How to Realize Emptiness
Realizing emptiness, or grasping the true nature of reality, lies at the heart of the Buddhist path. In this book, Gen Lamrimpa offers practical instruction on Madhyamaka insight meditation aimed at realizing emptiness. Drawing on his theoretical training as well as his extensive meditative experience, he explains how to use Madhyamaka reasoning to experience the way in which all things exist as dependently related events.
Gen Lamrimpa masterfully presents the most difficult topic in Tibetan Buddhism. He skillfully weaves exercises with analytical approaches to guide the student who wants to realize emptiness, or reality, as described in Buddhism.
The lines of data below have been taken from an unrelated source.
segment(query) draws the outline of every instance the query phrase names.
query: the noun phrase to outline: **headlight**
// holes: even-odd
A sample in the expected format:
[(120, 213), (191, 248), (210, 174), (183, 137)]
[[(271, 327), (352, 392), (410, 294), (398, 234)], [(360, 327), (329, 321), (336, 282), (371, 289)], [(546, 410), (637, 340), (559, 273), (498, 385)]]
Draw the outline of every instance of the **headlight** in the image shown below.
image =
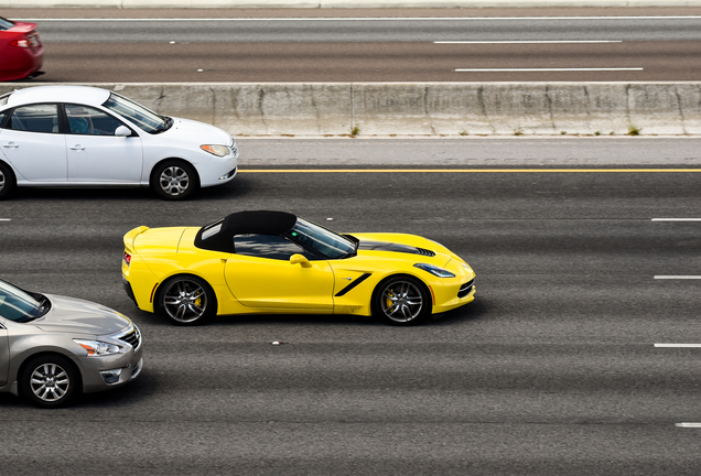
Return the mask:
[(199, 149), (202, 149), (205, 152), (209, 152), (212, 155), (216, 155), (216, 156), (226, 156), (231, 153), (231, 149), (229, 149), (226, 145), (204, 144), (204, 145), (199, 145)]
[(73, 339), (73, 342), (86, 349), (88, 351), (88, 357), (119, 354), (119, 350), (121, 350), (121, 347), (118, 345), (104, 343), (101, 340)]
[(436, 275), (439, 278), (455, 278), (455, 274), (453, 274), (452, 272), (444, 270), (443, 268), (434, 267), (433, 264), (416, 263), (414, 268), (419, 268), (419, 269), (422, 269), (423, 271), (428, 271), (431, 274)]

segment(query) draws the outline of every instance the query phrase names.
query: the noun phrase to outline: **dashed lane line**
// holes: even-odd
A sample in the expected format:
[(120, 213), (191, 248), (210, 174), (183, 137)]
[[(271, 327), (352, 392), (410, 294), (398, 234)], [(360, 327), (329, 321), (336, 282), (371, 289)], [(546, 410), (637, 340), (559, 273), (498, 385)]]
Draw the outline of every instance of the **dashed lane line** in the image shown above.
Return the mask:
[(701, 218), (650, 218), (653, 221), (701, 221)]
[(687, 348), (687, 347), (701, 347), (701, 344), (655, 344), (657, 348)]
[(693, 173), (701, 169), (248, 169), (239, 173)]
"Written by a genuine Buddhist master, How to Realize Emptiness gives accurate directions to explore the nature of reality and come to the correct view of the Middle Way."—Ven. Thubten Chodron, author of Buddhism for Beginners
"Not quite 'emptiness made easy' (an impossibility) but it is at least 'emptiness made comprehensible'."—Dharma Life
"An important commentary clarifying the Madhyamika view and synthesizing venerated scriptural references enhancing understanding of the view of emptiness. Ven. Gen Lamrimpa's elucidation reflects his remarkable practice and life."—Tenzin Kacho, resident teacher of Thubten Shedrup Ling and Buddhist Chaplain, U.S. Air Force Academy, Colorado Springs, Colorado
"The teachings are profound and clearly guide one toward realizing the nature of emptiness …. Each chapter is a gem, detailing in clear language the apparent nature of ignorance and its dependence on the "individual" for its existence."—Inner Directions
ABOUT THE AUTHORS
Gen Lamrimpa, born in Tibet in 1934, spent most of his life in meditative retreat in Dharamsala, India. He also had a devoted student base in the U.S. and authored one of the most popular books on shamatha meditation—Calming the Mind.
B. Alan Wallace has authored, edited, or translated more than thirty books on Tibetan Buddhism. An in-demand international teacher, he lives in Santa Barbara, where he founded the Santa Barbara Institute for Consciousness Studies.